The problem with gamification is that the real engagement drivers in games come from the underlying core gameplay, not superficial elements like badges or achievements. Most marketing departments don’t know the difference, so they’ll pass off a gamified experience as being just as good as an actual game, but the engagement results won’t compare.
If you want next level results, like 94.4% sustained engagement and a 32.5% increase in participation over your historical wellness initiatives, you don’t want gamification, you want A Step Ahead.
Games are, at their core, a structured form of play. They’re played according to rules and are typically decided by some combination of skill, strength, decision making, and luck.
They’re a powerhouse of psychology, designed from the ground up to engage the end user.
Things to look for that tell you it’s a game:
A simple, repeatable action or mechanic that can usually be improved upon and mastered (a.k.a. what you do in the game).
Both the difficulty and rewards increase over time. Often used to show progress.
Interaction with opponents and/or teammates. An x-factor that allows the player to anticipate and adapt to other players of the game.
The more time you invest in the game, the greater your game assets.
The outcome is driven by player interaction.
The best games are designed to be played again and again without becoming predictable, stale or boring.
“Gamification” is a term that means applying game elements to things that aren’t designed to be games.
It’s a marketing technique to encourage engagement with a product or service, but the product or service itself is not a game.

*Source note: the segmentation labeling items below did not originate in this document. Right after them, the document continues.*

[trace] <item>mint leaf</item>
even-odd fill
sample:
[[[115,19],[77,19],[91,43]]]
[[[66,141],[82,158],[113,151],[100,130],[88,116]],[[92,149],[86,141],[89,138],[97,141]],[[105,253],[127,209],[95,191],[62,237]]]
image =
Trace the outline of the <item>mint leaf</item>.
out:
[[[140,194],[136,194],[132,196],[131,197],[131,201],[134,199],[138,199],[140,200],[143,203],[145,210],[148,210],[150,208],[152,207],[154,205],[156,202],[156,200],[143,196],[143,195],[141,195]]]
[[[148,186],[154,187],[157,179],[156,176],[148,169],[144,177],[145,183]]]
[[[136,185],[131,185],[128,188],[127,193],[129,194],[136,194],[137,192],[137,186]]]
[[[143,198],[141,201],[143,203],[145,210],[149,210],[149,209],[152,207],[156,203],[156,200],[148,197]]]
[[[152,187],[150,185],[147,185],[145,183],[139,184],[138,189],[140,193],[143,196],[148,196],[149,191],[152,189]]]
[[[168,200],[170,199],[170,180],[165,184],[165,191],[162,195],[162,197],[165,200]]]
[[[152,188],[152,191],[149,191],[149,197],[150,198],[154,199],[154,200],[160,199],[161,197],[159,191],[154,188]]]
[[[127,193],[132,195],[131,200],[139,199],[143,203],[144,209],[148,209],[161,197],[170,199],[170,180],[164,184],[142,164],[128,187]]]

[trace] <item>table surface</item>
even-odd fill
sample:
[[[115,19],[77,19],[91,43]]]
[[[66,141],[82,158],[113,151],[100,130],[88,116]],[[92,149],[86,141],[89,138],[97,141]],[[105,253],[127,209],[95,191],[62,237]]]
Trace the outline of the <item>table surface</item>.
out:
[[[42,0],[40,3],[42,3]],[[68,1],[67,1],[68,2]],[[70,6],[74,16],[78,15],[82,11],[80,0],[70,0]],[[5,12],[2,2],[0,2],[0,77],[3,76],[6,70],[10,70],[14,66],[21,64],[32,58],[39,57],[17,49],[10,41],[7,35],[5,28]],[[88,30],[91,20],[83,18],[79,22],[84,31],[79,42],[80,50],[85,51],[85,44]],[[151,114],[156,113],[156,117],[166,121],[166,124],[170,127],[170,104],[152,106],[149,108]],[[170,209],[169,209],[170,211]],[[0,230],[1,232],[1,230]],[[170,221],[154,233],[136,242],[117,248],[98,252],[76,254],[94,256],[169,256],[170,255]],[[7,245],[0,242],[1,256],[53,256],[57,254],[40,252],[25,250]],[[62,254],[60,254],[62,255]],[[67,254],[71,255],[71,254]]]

Things to look for that tell you it’s a gamified experience:
Gamified experiences typically include surface-level game elements like badges, achievements and leaderboards, but lack core game elements like a flywheel, escalation and unpredictable outcome.
If you were to remove the elements of gamification, the underlying product would just be a standard nongame experience (ex. a website, tracking app, learning platform etc.).
In gamified services, things like achievements and leaderboards are the core engagement drivers. In a game, it’s the underlying game mechanics.
Gamified products typically lack entertainment value, whereas games’ primary function is entertainment.
Pleasure is tied to the release of dopamine in the brain. After making a choice and receiving feedback that the choice was correct, there is a dopamine release that prompts the brain to seek to repeat the behavior.
Games are great at providing feedback for progress. Things like accumulating points, progress in a story, visual success indicators, sound effects, animations, social recognition, all help trigger that crucial release of dopamine.
Through feedback, neuronal circuits become stronger, reinforcing the desire for the activity that triggered the dopamine response. Sounds a bit like addiction, no? Well, yes, games can be addictive!
With proper feedback, the desire to continue transcends external rewards, becoming internal, as the brain seeks another surge of dopamine. This is the basis for behavioral change that lasts.